Une vie vient d’être arrachée par la grenade explosive tirée par un gendarme. La détonation à hauteur de tête d’une munition GLI F4 a tué sur le coup un jeune de 21 ans. Rémi Fraisse.

Toute la nuit qui vient de s’écouler, des dizaines de grenades et de balles en caoutchouc ont été envoyées sur quelques grappes de manifestants. Le Parti Socialiste a tué un manifestant, un écologiste, pour imposer un projet absurde et destructeur. Immédiatement, le pouvoir tente de salir à titre posthume le défunt : en suggérant qu’il est peut-être responsable de sa propre mort, en faisant croire que le sac de Rémi aurait peut-être contenu des explosifs. Tout est faux, il faut faire illusion.

Dans les jours qui suivent, le gouvernement inonde les rues de nuages lacrymogènes. Il n’est pas rare que la police tue en banlieue, mais c’est la première fois qu’une personne perd la vie au cours d’une manifestation depuis plusieurs décennies. Le précédent remonte au 6 décembre 1986, quand Malik Oussekine était mort sous les coups d’une patrouille de policiers à moto, lors d’une manifestation étudiante. Après la mort de Malik Oussekine, plusieurs centaines de milliers de personnes défilaient dans les rues de Paris et de plusieurs grandes villes de France en solidarité, contre les violences policières. L’affaire poussait un ministre à démissionner. Les « voltigeurs » étaient dissous. La loi Devaquet enterrée.

Après la mort de Rémi en 2014 : rien. C’est un tournant historique. Au lieu de calmer le jeu, le gouvernement choisit la force : il interdit les manifestations en hommage au jeune écologiste. Les villes sont mises en état de siège. Rennes, Nantes ou Toulouse sont occupées, plusieurs samedis d’affilés, par des dispositifs de centaines d’uniformes, appuyés par des hélicoptères. Tout est fait pour réduire à néant les protestations, étouffer les braises. Les policiers ont carte blanche : arrestations préventives de masse , charges sans sommation, tirs de grenades.

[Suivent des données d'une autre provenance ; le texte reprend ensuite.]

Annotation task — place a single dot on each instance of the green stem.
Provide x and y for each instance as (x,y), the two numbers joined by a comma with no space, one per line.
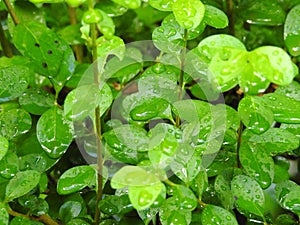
(230,14)
(11,12)
(240,131)
(77,48)
(5,44)
(45,219)
(93,29)
(181,75)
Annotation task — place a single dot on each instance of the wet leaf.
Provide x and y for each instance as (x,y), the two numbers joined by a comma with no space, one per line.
(253,77)
(248,195)
(285,109)
(133,176)
(187,163)
(268,13)
(283,69)
(13,82)
(213,215)
(255,115)
(257,163)
(111,8)
(75,179)
(54,132)
(215,17)
(292,90)
(21,184)
(143,197)
(14,123)
(133,4)
(292,31)
(185,199)
(36,101)
(4,216)
(169,36)
(126,141)
(163,5)
(110,46)
(188,13)
(3,147)
(106,25)
(171,214)
(275,140)
(51,55)
(82,101)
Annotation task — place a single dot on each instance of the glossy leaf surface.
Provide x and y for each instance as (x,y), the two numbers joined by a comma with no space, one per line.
(27,180)
(54,132)
(76,179)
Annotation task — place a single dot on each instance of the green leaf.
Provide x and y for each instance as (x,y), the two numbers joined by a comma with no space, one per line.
(113,205)
(188,13)
(187,163)
(75,179)
(133,4)
(106,25)
(126,141)
(285,109)
(292,90)
(13,82)
(219,215)
(110,46)
(252,78)
(51,55)
(287,195)
(70,210)
(111,8)
(275,140)
(82,101)
(133,176)
(151,108)
(162,5)
(4,216)
(215,17)
(21,184)
(3,147)
(255,115)
(9,165)
(36,101)
(248,195)
(292,31)
(170,213)
(14,123)
(281,63)
(268,13)
(169,36)
(185,198)
(143,197)
(54,132)
(257,163)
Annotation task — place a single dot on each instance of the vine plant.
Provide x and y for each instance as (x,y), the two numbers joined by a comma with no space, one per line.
(201,125)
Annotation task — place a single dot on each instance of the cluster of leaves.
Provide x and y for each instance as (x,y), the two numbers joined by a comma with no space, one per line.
(174,150)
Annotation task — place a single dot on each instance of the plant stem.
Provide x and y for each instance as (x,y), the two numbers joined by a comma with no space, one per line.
(77,48)
(11,12)
(230,14)
(97,124)
(43,218)
(5,44)
(181,75)
(240,131)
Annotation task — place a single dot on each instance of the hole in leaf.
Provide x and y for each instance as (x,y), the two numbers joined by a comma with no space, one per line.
(45,65)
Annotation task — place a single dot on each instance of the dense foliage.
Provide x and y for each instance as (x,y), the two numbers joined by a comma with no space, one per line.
(169,112)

Le temps où les gouvernants faisaient le dos rond quand ils avaient du sang sur les mains est révolu. Le sang versé à Sivens suscite au mieux une indifférence gênée, au pire un soutien tacite. La gauche institutionnelle n’essaie même plus de faire illusion face à l’inacceptable. Elle ne l’a pas fait avant. Pourquoi sortirait-elle de sa léthargie pour un jeune botaniste tué par la gendarmerie ?

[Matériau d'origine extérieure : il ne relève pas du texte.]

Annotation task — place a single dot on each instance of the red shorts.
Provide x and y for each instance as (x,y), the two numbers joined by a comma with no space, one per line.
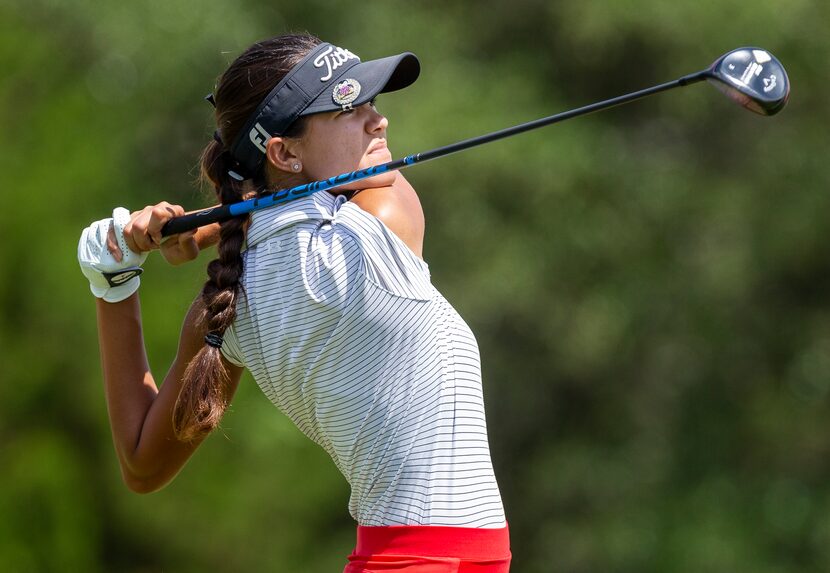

Ceux qui gouvernent la France vont acquérir une nouvelle expertise : celle de faire accepter le meurtre d’un opposant politique. À partir de là, il redevient “possible” de tuer un manifestant sans provoquer de réaction massive. 7 ans plus tard, la justice a enterré l’affaire. Et sa famille pleure toujours Rémi.

Le ministre de l’Intérieur, Bernard Cazeneuve, ira jusqu’à déclarer plus tard : «Ce ne sont pas les attentats qui m’ont fait gagner le respect de mes hommes, mais bien Sivens». L’Etat a fait bloc autour de ses forces de l’ordre.

Depuis, il y a eu la Loi Travail, les Gilets Jaunes, des mobilisations sociales, écologistes, ou pour défendre les libertés, toutes réprimées avec une férocité extrême. Les mains arrachées, les yeux perdus, les blindés dans les rues, les trous dans les visages, les armes de plus en plus dangereuses. A chaque mobilisation, un nouveau saut dans la violence d’État. Et des morts. Notamment Zineb Redouane, tuée chez elle en pleine manifestation de Gilets Jaunes.

La transition autoritaire du régime politique s’est accélérée le 26 octobre 2014. Nous le payons aujourd’hui. Ne l’oublions jamais. N’oublions pas Rémi. Faisons vivre ses combats.